1.3 Né si è formato alcun giudicato (interno), dovendosi richiamare la giurisprudenza di questa Corte secondo cui « In tema di appello, la mancata impugnazione di una o più affermazioni contenute nella sentenza può dare luogo alla formazione del giudicato interno soltanto se le stesse siano configurabili come capi completamente autonomi, risolutivi di questioni controverse che, dotate di propria individualità ed autonomia, integrino una decisione del tutto indipendente, e non anche quando si tratti di mere argomentazioni, oppure della valutazione di presupposti necessari di fatto che, unitamente agli altri, concorrano a formare un capo unico della decisione» (Cass., 15 dicembre 2021, n. 40276; Cass., 18 settembre 2017, n. 21566).
2. Il secondo motivo deduce, in relazione all’art. 360, primo comma, n. 3, cod. proc. civ., la violazione o falsa applicazione degli artt. 19, comma 1, e 54, comma 2, del d.P.R. n. 633 del 1972, dell’art. 2697 cod. civ. e dei principi posti dalla Corte di Giustizia UE e dalla Corte di Cassazione in tema di operazioni soggettivamente inesistenti. Il Collegio di secondo grado avrebbe dovuto valutare se l’U fficio avesse fornito o meno la prova dell’interposizione fittizia del soggetto cedente,
oppure la prova della frode realizzata «a monte» dell’operazione eventualmente da altri soggetti e la prova della «conoscenza o conoscibilità» da parte del cessionario della frode commessa dal cedente o da altri soggetti. L’errore di diritto in cui era inc orsa la Commissione tributaria regionale era quello di ritenere che la prova a carico dell’Amministrazione finanziaria potesse esaurirsi nella prova che il soggetto interposto era una cartiera, né era corretto ritenere che doveva essere il cessionario a dovere provare la sua buona fede. Ancora era del tutto inconferente la circostanza che la RAGIONE_SOCIALE aveva effettuato cessioni di materie plastiche pur non avendo all’epoca autorizzazione per il commercio all’ingrosso di gomma greggia e materie plastiche in forme primarie e semilavorati, in quanto non era necessaria alcuna autorizzazione ed anche la Corte di Giustizia aveva affermato che l’autorizzazione non era necessaria per la cartiera e a maggior ragione si doveva ritenere irrilevante anche per il cessionario, né l’autorizzazione poteva assorgere ad elemento oggettivo della «conoscenza o conoscibilità» della frode da parte del cessionario.

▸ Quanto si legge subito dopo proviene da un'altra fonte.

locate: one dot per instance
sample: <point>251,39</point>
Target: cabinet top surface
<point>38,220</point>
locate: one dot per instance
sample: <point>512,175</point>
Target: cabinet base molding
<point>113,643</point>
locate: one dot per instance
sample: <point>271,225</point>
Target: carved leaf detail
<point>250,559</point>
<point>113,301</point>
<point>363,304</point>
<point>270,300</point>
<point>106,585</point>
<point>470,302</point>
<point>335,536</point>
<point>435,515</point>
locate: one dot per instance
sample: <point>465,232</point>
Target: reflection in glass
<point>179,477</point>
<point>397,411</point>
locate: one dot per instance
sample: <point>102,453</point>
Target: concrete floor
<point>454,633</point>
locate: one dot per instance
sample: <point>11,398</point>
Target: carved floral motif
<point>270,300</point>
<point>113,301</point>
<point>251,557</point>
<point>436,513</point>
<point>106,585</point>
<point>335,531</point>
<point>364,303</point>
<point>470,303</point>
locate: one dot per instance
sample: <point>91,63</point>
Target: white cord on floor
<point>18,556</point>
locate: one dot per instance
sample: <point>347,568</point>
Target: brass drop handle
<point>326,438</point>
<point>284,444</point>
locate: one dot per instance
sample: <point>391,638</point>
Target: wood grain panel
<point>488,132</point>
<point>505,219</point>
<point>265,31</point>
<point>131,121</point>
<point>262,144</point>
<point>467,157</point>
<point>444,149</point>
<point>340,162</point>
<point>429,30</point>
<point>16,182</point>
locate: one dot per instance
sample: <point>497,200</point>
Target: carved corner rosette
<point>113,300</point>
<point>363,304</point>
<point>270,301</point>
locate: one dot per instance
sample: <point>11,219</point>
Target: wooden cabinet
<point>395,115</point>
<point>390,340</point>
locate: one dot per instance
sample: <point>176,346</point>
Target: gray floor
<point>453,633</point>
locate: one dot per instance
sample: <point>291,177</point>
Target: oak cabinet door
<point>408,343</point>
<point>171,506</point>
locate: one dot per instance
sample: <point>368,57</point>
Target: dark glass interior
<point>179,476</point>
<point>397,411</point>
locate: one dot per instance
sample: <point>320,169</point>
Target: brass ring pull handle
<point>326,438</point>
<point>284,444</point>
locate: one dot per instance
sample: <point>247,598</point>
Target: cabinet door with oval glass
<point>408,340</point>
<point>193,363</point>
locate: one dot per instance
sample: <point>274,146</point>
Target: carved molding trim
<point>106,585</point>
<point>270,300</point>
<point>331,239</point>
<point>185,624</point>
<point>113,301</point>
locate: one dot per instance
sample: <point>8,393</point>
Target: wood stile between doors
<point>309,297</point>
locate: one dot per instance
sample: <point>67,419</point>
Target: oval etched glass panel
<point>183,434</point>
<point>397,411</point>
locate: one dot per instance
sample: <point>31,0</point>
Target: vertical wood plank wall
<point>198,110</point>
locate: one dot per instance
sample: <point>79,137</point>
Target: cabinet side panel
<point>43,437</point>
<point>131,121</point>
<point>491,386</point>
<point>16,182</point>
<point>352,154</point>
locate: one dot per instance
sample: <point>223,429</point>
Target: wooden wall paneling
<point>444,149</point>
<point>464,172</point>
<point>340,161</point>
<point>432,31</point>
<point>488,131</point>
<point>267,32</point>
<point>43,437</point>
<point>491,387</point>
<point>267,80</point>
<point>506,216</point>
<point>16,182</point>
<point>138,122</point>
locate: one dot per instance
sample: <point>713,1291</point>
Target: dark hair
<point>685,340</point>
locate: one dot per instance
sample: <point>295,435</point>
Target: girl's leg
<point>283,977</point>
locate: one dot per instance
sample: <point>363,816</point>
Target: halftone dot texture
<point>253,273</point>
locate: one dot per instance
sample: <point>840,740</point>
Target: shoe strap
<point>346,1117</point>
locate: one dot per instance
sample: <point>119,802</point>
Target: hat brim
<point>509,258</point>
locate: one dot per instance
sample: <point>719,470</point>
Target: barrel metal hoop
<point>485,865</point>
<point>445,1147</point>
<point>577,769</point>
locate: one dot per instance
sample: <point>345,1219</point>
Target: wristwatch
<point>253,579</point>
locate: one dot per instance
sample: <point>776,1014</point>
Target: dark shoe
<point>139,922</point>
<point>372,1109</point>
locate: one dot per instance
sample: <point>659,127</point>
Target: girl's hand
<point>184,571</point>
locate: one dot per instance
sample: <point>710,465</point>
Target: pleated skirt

2.1 Senza prescindere dal rilievo di inammissibilità della censura, che non può consistere in un apprezzamento dei fatti e delle prove in senso difforme da quello preteso dalla parte, spettando soltanto al giudice di merito individuare le fonti del proprio convincimento, controllare l’attendibilità e la concludenza delle prove, scegliere tra le risultanze probatorie quelle ritenute idonee a dimostrare i fatti in discussione dando liberamente prevalenza all’uno o all’altro dei mezzi di prova (Cass., 3 ottobre 2018, n. 24035; Cass., 8 ottobre 2014, n. 21152; Cass., 23 maggio 2014, n. 11511), il motivo è pure infondato.
2.2 In proposito, deve richiamarsi l’orientamento di questo Corte secondo cui « qualora l’Amministrazione finanziaria contesti che la fatturazione attiene ad operazioni soggettivamente inesistenti, inserite o meno nell’ambito di una frode carosello, incombe sulla stessa l’onere
di provare la consapevolezza del destinatario che l’operazione si inseriva in una evasione dell’imposta dimostrando, anche in via presuntiva, in base ad elementi oggettivi specifici, che il contribuente fosse a conoscenza, o avrebbe dovuto esserlo usando l’ordinaria diligenza in ragione della qualità professionale ricoperta, della sostanziale inesistenza del contraente; ove l’Amministrazione assolva a detto incombente istruttorio, grava sul contribuente la prova contraria di avere adoperato, per non essere coinvolto in un’operazione volta ad evadere l’imposta, la diligenza massima esigibile da un operatore accorto, secondo criteri di ragionevolezza e di proporzionalità in rapporto alle circostanze del caso concreto » (cfr. Cass., 31 gennaio 2022, n. 2922; Cass., 20 luglio 2020, n. 15369; Cass., 28 febbraio 2019, n. 5873; Cass., 20 aprile 2018, n. 9851).
2.3 Dunque, questa Corte, partendo dalla premessa che ai fini della ripartizione dell’onere della prova, occorre considerare che il diniego del diritto di detrazione segna un’eccezione al principio di neutralità dell’Iva che tale diritto costituisce, ha affermato che incombe, in primo luogo, sull’Amministrazione finanziaria provare che, a fronte dell’esibizione del titolo, difettano, le condizioni, oggettive e soggettive, per la detrazione e che, una volta raggiunta questa prova, spetterà al contribuente fornire la prova contraria, ossia di aver svolto le trattative in buona fede, ritenendo incolpevolmente che le merci acquistate fossero effettivamente rifornite dalla società cedente (Cass., 20 aprile 2018, n. 9851, citata).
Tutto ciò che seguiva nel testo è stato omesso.